I Googled, and found a mention of subclassing, i.e. HashMap, which worked fine (we use HashMap<String,String> a *LOT*), and the code became a lot less ugly, and made further changes a lot easier to make (I called the new class HashMapSS; pretty easy change to that from HashMap). I played with that a bit, then took another look.

I got down to about 1300 warnings, and asked myself: What does it buy us to fix all of these? Initially, I was telling Junior and two other coworkers about generics, and just got blank stares. "Increase coding time and make the code ugly? For what?" With these new classes, we're just down to a minor increase in coding time, but again, for what?
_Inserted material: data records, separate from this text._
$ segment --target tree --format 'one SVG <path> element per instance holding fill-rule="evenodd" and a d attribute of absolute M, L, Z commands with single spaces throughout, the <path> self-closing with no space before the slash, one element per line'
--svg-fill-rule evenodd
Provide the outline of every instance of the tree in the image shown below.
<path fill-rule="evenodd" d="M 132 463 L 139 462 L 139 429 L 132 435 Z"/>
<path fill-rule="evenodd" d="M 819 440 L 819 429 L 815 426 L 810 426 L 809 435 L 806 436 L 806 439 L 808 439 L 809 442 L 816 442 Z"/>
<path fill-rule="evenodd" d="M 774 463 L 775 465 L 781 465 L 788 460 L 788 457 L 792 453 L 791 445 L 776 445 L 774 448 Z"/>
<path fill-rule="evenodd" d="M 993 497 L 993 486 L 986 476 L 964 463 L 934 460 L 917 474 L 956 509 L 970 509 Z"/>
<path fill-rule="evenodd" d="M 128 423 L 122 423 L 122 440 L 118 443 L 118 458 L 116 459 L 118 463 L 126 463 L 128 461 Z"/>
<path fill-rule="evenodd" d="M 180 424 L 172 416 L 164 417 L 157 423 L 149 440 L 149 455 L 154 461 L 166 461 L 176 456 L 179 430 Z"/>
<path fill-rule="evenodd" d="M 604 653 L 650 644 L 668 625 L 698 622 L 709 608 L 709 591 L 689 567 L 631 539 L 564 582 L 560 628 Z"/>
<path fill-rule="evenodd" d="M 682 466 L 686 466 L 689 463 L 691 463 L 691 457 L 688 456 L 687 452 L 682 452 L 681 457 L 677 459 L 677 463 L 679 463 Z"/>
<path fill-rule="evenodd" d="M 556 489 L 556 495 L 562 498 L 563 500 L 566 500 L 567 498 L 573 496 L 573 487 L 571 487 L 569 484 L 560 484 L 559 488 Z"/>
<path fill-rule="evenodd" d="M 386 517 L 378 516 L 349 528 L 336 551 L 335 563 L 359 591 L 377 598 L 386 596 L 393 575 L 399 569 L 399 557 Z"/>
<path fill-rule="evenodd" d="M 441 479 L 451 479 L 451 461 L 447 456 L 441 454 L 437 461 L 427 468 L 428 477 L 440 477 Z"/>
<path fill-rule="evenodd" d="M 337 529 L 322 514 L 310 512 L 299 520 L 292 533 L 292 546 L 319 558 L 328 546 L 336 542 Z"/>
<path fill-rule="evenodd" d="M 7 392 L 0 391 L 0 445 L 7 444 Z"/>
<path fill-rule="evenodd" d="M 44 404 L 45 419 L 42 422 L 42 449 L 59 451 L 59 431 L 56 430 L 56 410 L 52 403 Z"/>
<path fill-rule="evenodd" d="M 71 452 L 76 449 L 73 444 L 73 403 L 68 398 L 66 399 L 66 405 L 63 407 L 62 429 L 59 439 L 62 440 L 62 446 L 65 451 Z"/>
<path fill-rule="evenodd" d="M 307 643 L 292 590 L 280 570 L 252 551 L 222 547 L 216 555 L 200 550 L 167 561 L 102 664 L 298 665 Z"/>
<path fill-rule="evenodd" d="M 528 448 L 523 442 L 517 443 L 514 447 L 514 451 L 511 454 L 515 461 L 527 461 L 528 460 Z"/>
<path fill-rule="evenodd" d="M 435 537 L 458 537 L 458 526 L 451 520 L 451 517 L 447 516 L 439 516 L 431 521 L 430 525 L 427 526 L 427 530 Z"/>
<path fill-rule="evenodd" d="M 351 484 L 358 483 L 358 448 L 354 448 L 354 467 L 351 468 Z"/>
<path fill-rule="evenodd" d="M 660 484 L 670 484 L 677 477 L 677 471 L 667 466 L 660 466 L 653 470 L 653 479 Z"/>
In our case, we're not running into problems that adding these checks would have caught earlier. ClassCastExceptions and the like. As I'm the office code Nazi, I'm the one who would be most eager to code this way, and I'm sitting on the fence. Everyone else has turned off the warnings and continued merrily along.

I'll probably continue to code with the warnings on, and see how it goes, just because, but I'm not as excited about generics as I had expected to be. Perhaps the Python I'm doing in my spare time is rubbing off. Throw a few test cases at it, and all this static typing is more of a burden than an assist.